Jornal Estado de Minas

ARTIGO

Precisamos falar sobre arbitragem


Suzana Cremasco 
Doutora em Direito pela UFMG, professora de processo civil do Ibmec e sócia-fundadora do escritório Suzana Cremasco Advocacia


Arbitragem é um método extrajudicial de solução de conflitos, por meio do qual pessoas capazes – no exercício da sua autonomia privada – fazem a opção por submeter disputas relativas a direitos patrimoniais e disponíveis a um ou mais árbitros que são por elas indicados e que têm a sua confiança para atuar como tal. Esses árbitros são considerados “juízes de fato e de direito” e a sua sentença “não está sujeita a recurso ou homologação pelo Poder Judiciário”, embora possa ser objeto de ação anulatória, desde que presentes uma das hipóteses legais previstas no art. 32 da Lei 9.307/96, que há mais de 25 anos, disciplina a arbitragem entre nós. 





O Brasil tem, na sua origem, um dos sistemas mais modernos e avançados de arbitragem do mundo e, ano após ano, tem se dedicado à formação de profissionais qualificados para atuarem com o instituto. Não por outra razão, o país ocupa uma das principais posições em número de usuários de arbitragem, vem vendo crescer o número de arbitragens e valores custodiados ano após ano, vem recebendo o ingresso de novos atores e é considerado na comunidade internacional como um local “arbitration friendly”. 

Entre os seus diferenciais, a arbitragem é um método de solução de conflitos ágil – pois as decisões finais são alcançadas de forma bem mais célere que no Poder Judiciário –, que entrega decisões de qualidade – proferidas por profissionais especializados nos temas objeto das disputas e seguro – na medida em que a legislação existente garante a observância do contraditório e da ampla defesa em favor das partes, a imparcialidade dos árbitros no desempenho das suas funções e a necessidade de fundamentação das suas decisões. 

Mas justamente por ser um sistema ágil e contar com o julgamento de questões complexas por especialistas, o uso da arbitragem passou a impor derrotas acachapantes a litigantes que outrora se valiam do Poder Judiciário e de seus muitos desafios (número excessivo de recursos, demora nas decisões e carga de trabalho excessiva de magistrados, por exemplo) para protelar as suas disputas e, não raro, vencê-las. E foi ao alcançar esses litigantes e contrariar os seus interesses, que a arbitragem passou a sofrer, ao longo dos últimos anos, ataques quanto a “parcialidade dos árbitros”, “falta de transparência” e “insegurança”, numa tentativa de descredibilizar o instituto e proporcionar um desvio de narrativa que nem de longe corresponde àquilo que acontece nas centenas de procedimentos arbitrais em curso no país – e o irrisório número de sentenças arbitrais anuladas entre aquelas sentenças proferidas e que são objeto de ação anulatória é dado evidente disso. Como evidente também é quem são os agentes por trás dos ataques, seus interesses e suas motivações cinzentas. 

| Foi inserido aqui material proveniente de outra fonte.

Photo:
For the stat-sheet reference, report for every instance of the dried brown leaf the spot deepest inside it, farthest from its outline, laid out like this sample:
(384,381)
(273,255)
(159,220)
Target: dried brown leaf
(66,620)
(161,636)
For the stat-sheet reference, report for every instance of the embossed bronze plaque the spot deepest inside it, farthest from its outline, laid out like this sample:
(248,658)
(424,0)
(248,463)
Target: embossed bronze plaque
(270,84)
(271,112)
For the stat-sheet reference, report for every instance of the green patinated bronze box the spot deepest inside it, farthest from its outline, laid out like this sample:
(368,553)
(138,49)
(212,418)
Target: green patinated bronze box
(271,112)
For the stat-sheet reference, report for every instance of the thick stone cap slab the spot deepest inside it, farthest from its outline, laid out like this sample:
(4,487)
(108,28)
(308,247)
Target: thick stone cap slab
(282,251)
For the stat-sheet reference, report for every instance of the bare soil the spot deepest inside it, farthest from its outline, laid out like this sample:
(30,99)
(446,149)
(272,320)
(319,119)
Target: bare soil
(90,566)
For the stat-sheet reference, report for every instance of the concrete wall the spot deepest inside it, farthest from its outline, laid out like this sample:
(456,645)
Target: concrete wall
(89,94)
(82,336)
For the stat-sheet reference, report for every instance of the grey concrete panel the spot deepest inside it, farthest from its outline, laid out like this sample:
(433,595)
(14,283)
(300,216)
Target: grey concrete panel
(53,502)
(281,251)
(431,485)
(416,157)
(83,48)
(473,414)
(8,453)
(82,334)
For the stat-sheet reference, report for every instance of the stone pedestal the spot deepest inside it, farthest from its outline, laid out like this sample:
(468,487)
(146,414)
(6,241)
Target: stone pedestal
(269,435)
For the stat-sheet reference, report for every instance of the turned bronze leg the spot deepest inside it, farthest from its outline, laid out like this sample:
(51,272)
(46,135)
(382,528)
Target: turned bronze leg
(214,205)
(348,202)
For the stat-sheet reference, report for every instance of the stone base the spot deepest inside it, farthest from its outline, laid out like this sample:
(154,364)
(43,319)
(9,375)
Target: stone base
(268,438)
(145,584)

Não se tem dúvidas de que a arbitragem pode e deve continuar evoluindo, como vem ocorrendo ao longo das últimas três décadas, para que se torne cada vez melhor e mais eficiente. Mas essa evolução, contudo, deve passar pelo debate sério – e especialmente técnico – de eventuais propostas de mudança, que tome em conta a experiência daquilo que é a realidade da arbitragem no país – e não um cenário fantasioso –, e que busque aproximar o sistema brasileiro, cada vez mais, das melhores práticas internacionais e não pretender lançá-lo às trevas e destruí-lo, com prejuízos inimagináveis aos investimentos e aos negócios no país.